Среди взрослых они выделяли, как сказали бы теперь, авторитетных. На перерывах разыскивали их, старались держаться поближе. Сохраняли им верность, о которой сами взрослые не догадывались. Женя, несомненно, был авторитетным. Нравились его рассудительность, спокойствие, немногословность. Нравилась готовность к улыбке. Мальчишки покуривали, а Женя не курил, и это нравилось тоже. Мальчишки понимали, что это обеспечивало ему в чем-то независимость. На перерывах многие были обеспокоены желанием покурить, а Женя был выше этого. Чистоплотность и бодрость его тоже, казалось, не зависели от времени суток, от длины смены, от работы, которую он выполнял. За эти месяцы Женя работал не только на переналадке конвейера, не только готовил модели для нового литья, но становился на время прорывов на формовку, разгружал и нагружал вагоны. Теперь часто случались авралы. «Не своя» работа раздражает. Женя тем и был хорош, что не умел обижаться на любую работу. И ребята чувствовали это. Они видели, что Женя так же ловок с лопатой, как с молотком и зубилом. Мальчишки, конечно, не думали об этом такими словами, но они очень хорошо чувствовали: дело не только в работе, в войне — дело в том, как Женя относится ко всей жизни. И снисходителен Женя был. Кто-то накричит на ремесленника, а Женя и раздраженного и обиженного успокоит какой-нибудь фразой…

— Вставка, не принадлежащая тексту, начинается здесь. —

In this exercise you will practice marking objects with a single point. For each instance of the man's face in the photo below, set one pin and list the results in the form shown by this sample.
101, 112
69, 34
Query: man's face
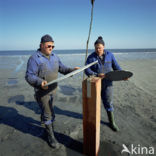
99, 49
47, 47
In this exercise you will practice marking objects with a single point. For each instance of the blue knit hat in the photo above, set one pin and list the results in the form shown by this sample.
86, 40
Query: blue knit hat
46, 38
99, 41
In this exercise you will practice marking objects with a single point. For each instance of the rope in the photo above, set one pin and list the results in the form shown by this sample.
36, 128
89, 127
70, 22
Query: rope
90, 28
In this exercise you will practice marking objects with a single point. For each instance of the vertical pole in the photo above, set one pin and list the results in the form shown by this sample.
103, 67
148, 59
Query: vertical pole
91, 88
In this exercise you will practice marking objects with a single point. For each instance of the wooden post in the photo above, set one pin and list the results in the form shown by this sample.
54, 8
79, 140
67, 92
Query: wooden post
91, 88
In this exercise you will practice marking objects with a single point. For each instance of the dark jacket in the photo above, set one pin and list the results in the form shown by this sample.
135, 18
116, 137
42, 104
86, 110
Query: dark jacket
40, 68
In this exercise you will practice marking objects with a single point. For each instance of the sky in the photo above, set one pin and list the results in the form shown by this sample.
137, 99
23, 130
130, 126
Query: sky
122, 23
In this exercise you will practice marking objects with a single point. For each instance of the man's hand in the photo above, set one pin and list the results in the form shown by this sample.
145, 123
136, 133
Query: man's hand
101, 75
43, 85
76, 68
125, 79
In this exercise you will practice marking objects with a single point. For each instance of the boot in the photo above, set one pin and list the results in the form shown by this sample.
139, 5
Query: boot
42, 121
113, 126
51, 138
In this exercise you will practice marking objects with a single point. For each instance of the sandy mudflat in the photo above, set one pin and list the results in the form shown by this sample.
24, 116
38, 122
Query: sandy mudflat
135, 112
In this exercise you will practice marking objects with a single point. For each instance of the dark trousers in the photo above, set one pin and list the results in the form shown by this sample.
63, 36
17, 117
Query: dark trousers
46, 105
107, 95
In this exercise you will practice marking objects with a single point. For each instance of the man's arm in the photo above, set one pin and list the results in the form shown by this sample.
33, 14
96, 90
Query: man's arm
89, 71
115, 64
32, 74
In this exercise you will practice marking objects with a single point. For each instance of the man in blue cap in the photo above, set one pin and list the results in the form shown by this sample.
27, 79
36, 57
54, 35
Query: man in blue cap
42, 67
106, 62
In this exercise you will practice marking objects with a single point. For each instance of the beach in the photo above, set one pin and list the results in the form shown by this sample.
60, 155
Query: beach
134, 103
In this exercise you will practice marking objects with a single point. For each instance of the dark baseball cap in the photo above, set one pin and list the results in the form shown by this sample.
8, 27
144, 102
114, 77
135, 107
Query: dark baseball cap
46, 38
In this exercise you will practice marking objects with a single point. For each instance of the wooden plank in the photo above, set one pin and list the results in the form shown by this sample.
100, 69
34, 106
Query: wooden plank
91, 115
72, 73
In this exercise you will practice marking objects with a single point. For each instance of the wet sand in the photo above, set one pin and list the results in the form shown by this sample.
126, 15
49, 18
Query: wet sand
135, 114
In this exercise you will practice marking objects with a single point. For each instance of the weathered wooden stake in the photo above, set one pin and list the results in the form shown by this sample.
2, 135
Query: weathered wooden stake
91, 88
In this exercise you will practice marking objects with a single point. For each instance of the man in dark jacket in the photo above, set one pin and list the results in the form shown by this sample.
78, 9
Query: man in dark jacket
106, 62
42, 67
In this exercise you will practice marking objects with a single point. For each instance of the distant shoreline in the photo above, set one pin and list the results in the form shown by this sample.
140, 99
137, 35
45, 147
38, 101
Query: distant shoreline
74, 51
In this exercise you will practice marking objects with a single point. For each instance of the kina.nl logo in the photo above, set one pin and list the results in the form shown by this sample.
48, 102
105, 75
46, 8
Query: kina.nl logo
138, 150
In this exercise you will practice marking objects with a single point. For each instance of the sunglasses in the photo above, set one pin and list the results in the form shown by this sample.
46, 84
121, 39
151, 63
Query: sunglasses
50, 46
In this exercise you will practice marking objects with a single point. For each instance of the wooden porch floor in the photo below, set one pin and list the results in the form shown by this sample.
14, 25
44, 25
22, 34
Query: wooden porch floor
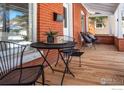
105, 65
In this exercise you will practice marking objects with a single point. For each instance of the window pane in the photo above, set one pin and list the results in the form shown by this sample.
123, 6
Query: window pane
65, 17
14, 22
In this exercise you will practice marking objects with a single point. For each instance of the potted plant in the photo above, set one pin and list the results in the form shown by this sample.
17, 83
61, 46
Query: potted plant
50, 36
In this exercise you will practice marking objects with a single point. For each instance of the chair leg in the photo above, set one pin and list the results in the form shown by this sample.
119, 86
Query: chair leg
57, 60
80, 61
94, 46
43, 78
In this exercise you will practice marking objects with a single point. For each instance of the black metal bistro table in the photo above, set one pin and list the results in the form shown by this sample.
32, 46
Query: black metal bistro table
58, 46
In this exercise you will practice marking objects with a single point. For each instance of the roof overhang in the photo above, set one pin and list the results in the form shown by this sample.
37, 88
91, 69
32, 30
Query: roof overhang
101, 8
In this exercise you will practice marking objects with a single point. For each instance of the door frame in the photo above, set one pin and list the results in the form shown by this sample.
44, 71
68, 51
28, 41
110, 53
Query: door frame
69, 30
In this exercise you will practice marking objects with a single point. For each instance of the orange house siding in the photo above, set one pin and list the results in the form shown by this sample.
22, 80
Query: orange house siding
77, 8
45, 19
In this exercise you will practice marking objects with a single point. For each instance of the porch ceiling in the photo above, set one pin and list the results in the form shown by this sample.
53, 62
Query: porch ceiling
101, 8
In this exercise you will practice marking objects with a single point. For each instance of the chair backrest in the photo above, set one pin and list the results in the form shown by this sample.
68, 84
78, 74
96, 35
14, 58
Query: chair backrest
11, 56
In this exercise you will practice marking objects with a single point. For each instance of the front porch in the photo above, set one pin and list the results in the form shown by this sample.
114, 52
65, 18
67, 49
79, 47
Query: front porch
103, 66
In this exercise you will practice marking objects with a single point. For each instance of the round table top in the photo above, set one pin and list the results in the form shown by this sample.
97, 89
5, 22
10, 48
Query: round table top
43, 45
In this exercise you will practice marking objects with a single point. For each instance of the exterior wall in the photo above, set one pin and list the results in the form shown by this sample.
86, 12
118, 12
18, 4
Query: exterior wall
45, 19
77, 8
102, 31
45, 22
105, 30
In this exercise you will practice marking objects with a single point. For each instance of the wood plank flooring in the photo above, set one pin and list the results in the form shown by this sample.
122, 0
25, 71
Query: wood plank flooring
103, 66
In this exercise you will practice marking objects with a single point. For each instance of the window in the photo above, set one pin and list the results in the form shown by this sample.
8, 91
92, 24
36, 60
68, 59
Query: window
14, 22
65, 17
99, 25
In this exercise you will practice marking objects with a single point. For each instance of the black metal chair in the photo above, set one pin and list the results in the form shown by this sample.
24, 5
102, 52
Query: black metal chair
73, 52
12, 71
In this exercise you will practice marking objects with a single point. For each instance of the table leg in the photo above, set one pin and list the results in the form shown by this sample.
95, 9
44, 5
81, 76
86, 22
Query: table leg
66, 67
57, 59
45, 60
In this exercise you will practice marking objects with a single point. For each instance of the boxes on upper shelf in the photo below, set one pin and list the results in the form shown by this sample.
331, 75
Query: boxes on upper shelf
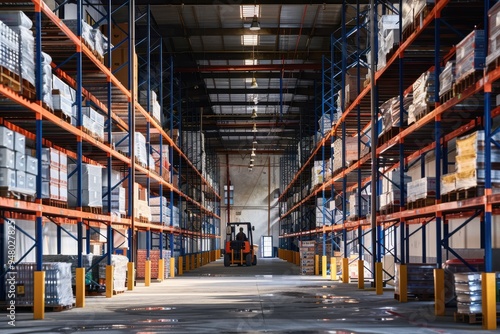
7, 158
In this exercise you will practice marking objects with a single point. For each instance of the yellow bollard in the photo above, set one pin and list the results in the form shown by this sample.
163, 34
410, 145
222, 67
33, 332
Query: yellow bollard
161, 269
488, 284
379, 284
361, 274
130, 276
109, 281
403, 283
172, 267
439, 304
345, 270
80, 287
333, 268
181, 270
316, 264
39, 295
147, 273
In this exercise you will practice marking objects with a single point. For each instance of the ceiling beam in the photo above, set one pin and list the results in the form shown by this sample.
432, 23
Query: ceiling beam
280, 67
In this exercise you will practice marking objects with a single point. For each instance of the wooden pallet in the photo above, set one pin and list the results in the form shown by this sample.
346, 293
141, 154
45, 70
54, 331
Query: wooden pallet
91, 209
421, 203
467, 81
55, 203
458, 195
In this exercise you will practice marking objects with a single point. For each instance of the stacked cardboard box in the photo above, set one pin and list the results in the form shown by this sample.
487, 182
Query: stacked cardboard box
323, 213
470, 54
447, 78
154, 256
423, 96
115, 190
91, 192
421, 189
153, 106
307, 250
120, 142
193, 145
320, 172
54, 174
391, 189
359, 208
351, 151
390, 112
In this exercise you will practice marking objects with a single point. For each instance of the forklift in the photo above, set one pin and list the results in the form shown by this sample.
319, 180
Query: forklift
239, 248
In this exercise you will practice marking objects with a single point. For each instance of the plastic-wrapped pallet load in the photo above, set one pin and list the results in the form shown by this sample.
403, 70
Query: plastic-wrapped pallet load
470, 54
9, 49
447, 78
58, 286
470, 159
421, 189
73, 261
91, 194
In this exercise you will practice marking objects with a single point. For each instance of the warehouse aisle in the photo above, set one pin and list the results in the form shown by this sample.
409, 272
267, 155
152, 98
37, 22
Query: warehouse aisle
269, 297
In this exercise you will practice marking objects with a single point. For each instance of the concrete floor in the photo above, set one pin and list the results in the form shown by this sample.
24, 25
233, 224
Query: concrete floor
269, 297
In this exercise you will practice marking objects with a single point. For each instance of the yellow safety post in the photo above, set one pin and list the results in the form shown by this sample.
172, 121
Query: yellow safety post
130, 276
345, 270
379, 284
181, 269
109, 281
80, 287
333, 268
147, 273
39, 295
403, 283
489, 292
161, 269
172, 267
439, 305
361, 274
316, 264
187, 262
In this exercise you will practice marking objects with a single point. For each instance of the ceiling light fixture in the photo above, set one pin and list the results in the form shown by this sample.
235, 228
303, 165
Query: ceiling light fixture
255, 24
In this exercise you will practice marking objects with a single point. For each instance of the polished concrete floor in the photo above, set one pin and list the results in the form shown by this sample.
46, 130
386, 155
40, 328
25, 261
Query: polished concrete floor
270, 298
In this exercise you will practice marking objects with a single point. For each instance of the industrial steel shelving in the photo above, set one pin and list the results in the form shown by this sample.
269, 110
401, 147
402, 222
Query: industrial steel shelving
442, 24
96, 85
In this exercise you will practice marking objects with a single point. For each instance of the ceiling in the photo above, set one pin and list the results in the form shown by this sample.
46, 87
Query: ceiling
216, 57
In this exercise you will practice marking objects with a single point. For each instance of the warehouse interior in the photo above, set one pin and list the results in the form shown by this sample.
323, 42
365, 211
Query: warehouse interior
359, 138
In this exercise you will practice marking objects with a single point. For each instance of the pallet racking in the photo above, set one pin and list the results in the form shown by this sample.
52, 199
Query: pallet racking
428, 37
142, 69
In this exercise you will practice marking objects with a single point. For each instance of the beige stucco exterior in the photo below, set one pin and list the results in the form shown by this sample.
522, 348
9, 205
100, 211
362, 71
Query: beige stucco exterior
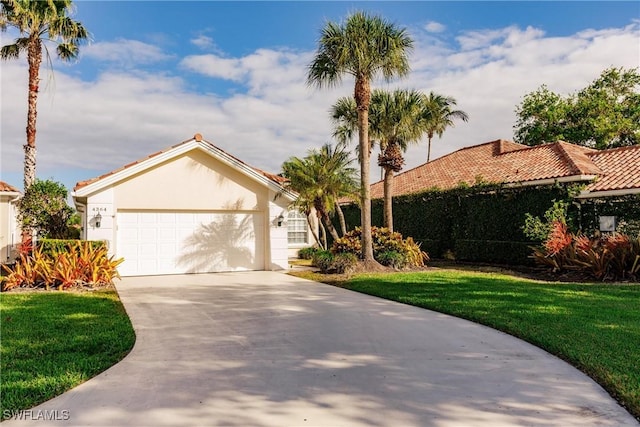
191, 177
9, 227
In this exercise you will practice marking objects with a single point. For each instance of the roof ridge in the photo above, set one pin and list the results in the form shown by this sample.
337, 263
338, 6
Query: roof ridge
609, 150
565, 154
196, 138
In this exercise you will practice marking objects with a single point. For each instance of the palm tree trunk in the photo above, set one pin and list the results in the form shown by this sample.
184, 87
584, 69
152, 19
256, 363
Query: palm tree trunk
363, 98
34, 57
330, 227
313, 232
388, 198
343, 223
323, 234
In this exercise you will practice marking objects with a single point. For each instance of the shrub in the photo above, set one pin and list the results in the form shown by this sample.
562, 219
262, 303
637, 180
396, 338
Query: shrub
307, 253
63, 267
51, 246
344, 263
613, 256
322, 259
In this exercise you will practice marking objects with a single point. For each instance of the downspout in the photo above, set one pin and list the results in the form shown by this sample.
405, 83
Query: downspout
82, 208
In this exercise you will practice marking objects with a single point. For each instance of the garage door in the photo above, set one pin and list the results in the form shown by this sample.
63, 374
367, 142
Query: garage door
189, 242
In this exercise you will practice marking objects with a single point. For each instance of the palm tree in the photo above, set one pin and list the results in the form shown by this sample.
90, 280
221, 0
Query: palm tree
38, 22
364, 47
394, 122
438, 116
397, 120
321, 179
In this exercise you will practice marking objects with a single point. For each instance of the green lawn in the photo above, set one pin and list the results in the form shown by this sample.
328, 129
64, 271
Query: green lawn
53, 341
595, 327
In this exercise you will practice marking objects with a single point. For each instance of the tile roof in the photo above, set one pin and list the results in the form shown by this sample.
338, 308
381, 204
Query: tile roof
6, 188
275, 178
620, 167
508, 162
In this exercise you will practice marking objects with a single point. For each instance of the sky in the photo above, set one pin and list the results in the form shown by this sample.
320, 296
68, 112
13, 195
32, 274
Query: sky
158, 72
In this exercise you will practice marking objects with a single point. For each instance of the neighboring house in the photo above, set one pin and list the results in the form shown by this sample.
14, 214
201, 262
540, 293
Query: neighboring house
9, 226
192, 208
604, 172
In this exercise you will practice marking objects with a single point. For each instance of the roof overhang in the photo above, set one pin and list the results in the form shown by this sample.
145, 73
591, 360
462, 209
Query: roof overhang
607, 193
550, 181
174, 152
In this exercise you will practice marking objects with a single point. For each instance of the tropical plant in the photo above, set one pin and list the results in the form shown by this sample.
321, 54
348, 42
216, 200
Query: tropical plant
605, 114
364, 47
439, 115
394, 122
45, 211
39, 22
384, 243
63, 267
321, 179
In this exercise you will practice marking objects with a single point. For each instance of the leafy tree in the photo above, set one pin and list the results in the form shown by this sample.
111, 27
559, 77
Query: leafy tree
38, 22
438, 115
364, 47
605, 114
44, 209
321, 179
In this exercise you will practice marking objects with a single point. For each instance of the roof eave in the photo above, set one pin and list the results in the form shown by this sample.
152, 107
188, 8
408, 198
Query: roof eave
607, 193
176, 151
549, 181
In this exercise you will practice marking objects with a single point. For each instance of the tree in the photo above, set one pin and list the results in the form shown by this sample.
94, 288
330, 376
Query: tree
38, 22
321, 179
44, 209
439, 115
605, 114
364, 47
394, 122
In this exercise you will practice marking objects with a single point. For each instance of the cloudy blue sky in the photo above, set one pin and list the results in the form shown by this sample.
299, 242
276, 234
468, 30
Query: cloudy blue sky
157, 72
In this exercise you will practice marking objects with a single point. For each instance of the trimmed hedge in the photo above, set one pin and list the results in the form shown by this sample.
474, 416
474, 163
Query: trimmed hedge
484, 223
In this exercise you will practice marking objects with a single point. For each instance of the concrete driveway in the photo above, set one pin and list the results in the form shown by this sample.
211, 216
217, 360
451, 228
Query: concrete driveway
267, 349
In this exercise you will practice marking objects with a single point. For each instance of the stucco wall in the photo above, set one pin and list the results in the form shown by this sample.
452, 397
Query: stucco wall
194, 181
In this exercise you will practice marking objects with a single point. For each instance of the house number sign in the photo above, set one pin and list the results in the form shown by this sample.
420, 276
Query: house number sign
100, 209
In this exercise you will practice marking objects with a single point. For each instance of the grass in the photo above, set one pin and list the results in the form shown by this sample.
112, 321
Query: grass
52, 341
594, 327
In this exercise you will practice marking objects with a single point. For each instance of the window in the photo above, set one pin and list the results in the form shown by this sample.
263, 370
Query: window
297, 228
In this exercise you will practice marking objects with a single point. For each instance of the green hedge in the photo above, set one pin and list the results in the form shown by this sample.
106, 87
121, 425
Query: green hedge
484, 223
50, 245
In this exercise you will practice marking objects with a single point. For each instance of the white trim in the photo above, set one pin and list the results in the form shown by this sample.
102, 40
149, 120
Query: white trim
607, 193
174, 152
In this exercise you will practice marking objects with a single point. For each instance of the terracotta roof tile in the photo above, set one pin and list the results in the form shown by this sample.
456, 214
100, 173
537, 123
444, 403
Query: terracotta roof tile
6, 188
620, 169
275, 178
508, 162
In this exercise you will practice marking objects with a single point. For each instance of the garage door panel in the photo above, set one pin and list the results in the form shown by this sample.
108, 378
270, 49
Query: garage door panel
184, 242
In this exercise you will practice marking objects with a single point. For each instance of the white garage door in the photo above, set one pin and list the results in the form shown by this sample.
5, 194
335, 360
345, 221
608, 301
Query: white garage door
189, 242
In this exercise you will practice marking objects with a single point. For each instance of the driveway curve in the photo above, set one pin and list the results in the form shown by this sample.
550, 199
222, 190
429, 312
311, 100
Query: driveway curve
267, 349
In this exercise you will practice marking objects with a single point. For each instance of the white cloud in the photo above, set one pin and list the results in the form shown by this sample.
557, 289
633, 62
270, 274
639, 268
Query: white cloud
214, 66
203, 42
125, 52
91, 127
434, 27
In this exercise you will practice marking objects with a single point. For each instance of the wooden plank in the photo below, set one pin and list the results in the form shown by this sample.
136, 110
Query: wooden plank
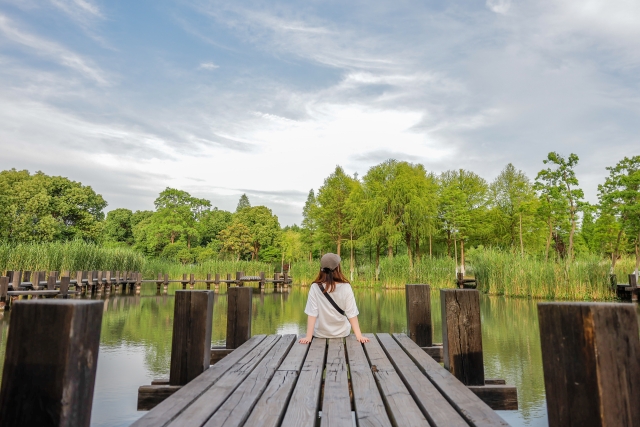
50, 363
206, 404
433, 405
369, 407
590, 355
270, 409
191, 342
418, 300
336, 403
401, 408
474, 410
498, 397
235, 411
239, 309
173, 406
462, 335
305, 400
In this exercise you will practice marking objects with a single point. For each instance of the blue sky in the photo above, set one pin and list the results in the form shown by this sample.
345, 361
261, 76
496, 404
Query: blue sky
266, 97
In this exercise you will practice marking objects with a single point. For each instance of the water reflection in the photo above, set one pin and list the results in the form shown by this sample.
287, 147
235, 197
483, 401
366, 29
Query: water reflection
136, 342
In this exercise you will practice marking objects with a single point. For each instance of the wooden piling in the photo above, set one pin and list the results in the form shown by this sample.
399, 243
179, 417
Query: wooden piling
419, 326
590, 354
50, 363
462, 335
238, 315
191, 345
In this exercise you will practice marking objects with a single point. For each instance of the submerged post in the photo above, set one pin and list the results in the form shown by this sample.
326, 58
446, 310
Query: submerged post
50, 363
191, 344
419, 326
462, 335
590, 356
238, 315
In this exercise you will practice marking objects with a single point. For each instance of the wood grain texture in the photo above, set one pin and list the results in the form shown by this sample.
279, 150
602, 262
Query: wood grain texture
191, 341
236, 409
181, 400
419, 328
429, 399
206, 404
305, 400
498, 397
369, 407
472, 409
238, 316
462, 335
590, 356
336, 403
50, 363
401, 408
270, 409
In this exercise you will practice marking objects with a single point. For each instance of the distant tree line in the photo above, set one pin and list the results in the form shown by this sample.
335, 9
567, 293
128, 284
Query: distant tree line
396, 208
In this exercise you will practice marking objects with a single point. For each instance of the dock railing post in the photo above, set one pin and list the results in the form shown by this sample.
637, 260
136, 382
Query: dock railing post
238, 316
590, 354
50, 363
191, 344
462, 335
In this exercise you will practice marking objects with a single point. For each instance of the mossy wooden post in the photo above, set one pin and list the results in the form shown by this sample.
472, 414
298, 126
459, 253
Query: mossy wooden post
238, 315
191, 343
462, 335
419, 327
590, 354
50, 363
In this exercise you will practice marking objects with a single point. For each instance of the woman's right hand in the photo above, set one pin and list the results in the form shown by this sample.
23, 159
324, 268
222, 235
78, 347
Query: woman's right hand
306, 340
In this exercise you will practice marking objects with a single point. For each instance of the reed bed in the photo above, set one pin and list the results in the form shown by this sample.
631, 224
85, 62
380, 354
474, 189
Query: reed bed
74, 255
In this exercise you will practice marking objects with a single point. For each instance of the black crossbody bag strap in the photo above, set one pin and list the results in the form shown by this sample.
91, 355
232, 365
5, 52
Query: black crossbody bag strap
333, 303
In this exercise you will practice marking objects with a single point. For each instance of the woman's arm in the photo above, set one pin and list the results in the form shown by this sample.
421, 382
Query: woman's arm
311, 324
356, 330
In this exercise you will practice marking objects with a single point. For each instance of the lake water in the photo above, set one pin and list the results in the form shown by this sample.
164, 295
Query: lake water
136, 342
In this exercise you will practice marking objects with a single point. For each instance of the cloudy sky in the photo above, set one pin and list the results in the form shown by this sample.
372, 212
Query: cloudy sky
267, 97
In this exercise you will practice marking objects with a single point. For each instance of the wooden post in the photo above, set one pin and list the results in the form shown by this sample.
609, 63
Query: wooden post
238, 316
191, 345
462, 335
64, 287
419, 327
50, 364
4, 288
590, 356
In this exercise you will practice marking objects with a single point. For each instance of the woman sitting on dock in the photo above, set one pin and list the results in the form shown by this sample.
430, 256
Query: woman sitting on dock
329, 292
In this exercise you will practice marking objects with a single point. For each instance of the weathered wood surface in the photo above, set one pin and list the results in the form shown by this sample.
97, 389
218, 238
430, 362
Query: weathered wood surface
474, 410
430, 401
462, 335
419, 327
336, 406
369, 407
191, 342
402, 409
303, 406
50, 363
590, 355
238, 316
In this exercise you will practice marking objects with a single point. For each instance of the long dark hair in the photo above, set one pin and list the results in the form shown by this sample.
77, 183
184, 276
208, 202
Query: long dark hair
330, 277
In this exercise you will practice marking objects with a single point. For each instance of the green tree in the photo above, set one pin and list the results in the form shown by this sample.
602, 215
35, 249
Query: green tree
263, 227
243, 203
333, 215
620, 197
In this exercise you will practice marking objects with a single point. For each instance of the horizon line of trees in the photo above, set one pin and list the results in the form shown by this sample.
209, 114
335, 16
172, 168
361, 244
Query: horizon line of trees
396, 208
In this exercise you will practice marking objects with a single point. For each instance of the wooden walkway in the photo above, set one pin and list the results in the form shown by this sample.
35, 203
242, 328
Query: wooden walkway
272, 380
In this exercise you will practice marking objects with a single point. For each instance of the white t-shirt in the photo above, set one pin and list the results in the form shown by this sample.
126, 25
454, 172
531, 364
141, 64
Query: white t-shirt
330, 323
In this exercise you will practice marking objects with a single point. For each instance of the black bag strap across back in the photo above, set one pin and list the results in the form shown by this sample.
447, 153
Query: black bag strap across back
333, 303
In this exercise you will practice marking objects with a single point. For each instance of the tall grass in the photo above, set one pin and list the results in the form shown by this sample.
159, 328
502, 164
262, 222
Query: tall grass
585, 278
74, 255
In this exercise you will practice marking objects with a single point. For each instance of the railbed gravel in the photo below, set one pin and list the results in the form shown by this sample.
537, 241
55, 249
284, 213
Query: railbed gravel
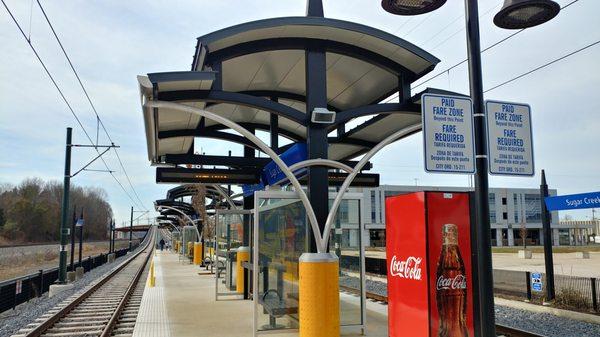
13, 320
543, 324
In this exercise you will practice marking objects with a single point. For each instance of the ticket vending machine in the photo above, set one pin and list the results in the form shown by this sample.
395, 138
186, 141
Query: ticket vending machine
430, 275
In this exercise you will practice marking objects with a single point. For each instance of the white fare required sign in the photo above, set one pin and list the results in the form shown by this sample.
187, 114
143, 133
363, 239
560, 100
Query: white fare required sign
509, 136
448, 136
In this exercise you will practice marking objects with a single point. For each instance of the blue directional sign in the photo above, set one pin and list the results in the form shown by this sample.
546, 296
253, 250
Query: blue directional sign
573, 201
249, 189
272, 174
536, 282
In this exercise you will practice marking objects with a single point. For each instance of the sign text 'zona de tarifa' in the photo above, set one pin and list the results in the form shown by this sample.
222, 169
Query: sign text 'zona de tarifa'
509, 135
448, 136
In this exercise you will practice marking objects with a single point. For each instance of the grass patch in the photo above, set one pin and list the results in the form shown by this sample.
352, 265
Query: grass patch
540, 249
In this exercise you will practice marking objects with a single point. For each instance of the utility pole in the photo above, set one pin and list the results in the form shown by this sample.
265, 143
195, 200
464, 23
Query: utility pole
131, 228
80, 225
64, 230
546, 219
73, 238
482, 213
112, 236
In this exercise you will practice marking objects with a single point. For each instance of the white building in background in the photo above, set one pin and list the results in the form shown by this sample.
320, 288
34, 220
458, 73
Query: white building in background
510, 210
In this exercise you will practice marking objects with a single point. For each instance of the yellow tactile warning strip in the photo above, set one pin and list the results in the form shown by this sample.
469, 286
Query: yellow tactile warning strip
153, 319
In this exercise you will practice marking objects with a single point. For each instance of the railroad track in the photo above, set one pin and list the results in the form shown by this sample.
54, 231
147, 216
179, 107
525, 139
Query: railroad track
107, 308
501, 330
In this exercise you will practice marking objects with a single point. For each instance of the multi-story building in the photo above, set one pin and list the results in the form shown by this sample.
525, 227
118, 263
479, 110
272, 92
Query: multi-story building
514, 213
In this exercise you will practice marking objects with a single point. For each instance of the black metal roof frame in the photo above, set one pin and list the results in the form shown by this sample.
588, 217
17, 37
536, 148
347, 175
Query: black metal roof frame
201, 54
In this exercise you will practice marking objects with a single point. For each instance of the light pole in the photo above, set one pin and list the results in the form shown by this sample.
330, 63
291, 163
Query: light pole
515, 14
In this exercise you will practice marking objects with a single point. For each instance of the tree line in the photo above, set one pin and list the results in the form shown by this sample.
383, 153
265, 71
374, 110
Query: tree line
30, 211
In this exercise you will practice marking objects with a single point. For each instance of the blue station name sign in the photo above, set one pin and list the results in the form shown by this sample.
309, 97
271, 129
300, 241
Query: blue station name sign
573, 201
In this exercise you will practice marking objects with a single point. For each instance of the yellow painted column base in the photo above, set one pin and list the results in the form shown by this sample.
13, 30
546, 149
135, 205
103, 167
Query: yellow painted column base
243, 254
151, 278
319, 310
198, 247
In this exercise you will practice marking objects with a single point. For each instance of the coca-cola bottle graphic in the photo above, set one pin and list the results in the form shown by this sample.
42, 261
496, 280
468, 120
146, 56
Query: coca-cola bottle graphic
451, 287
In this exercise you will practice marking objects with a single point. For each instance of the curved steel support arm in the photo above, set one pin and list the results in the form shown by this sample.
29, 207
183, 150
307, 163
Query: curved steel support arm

…Опять гудела сирена. Люди сидели еще несколько минут — вставать никак не хотелось, — но где-то хлопал приводной ремень, над станком зажигалась выключенная на время перерыва лампочка, кто-то включал общий рубильник, и свет зажигался везде. Включался с воем электромотор, с характерным всасывающим звуком щелкало реле на мостовом кране, промасленный трос медленно наматывался на барабан, крюк, покачиваясь, шел вверх. Люди вставали, шли к станкам, а кое-кто только после сирены направлялся в уборную — продлевал себе перерыв. В цехе включался обычный шум. Становилось холоднее. Падала температура на улице и в цехе, падала сопротивляемость организма холоду. Гул снаружи и гуд внутри очень быстро, за несколько минут, съедали бодрость, накопленную во время перерыва. Завод опять включался на полную мощность, а люди уставали все больше и больше, все меньше поспевали за своими станками, все хуже ориентировались в заводском грохоте и электрическом свете. Они теряли в весе и росте. Им было уже слишком много работы, шума, слишком много завода, но они продолжали и продолжали работать. И вдруг среди грохота станков замечали, что дверь на улицу, брошенная кем-то открытой, посерела. Начинался рассвет.
Минут за двадцать до конца смены по цеху проходил кто-то из дневных. То ли мастер явился пораньше участок принимать, то ли у человека дома часы остановились, и он побоялся опоздать. Человека замечали, это было сигналом для всех расслабиться. За десять минут до сирены станки всюду выключались — десять минут даются на уборку рабочего места. Под сводами цеха скапливалась рассветная серость, уши глохли от тишины. Все, что так долго мучило, внезапно отступало, работа закончена, сонливость смыта рассветным холодом, осталась надежда услышать от тех, кто идет на завод, какие-то обнадеживающие новости. И попросить у кого-то докурить. Эта надежда жива, пока ты еще в цехе. Поэтому ночники немного мешкают на своих рабочих местах, собираются у конторки мастера.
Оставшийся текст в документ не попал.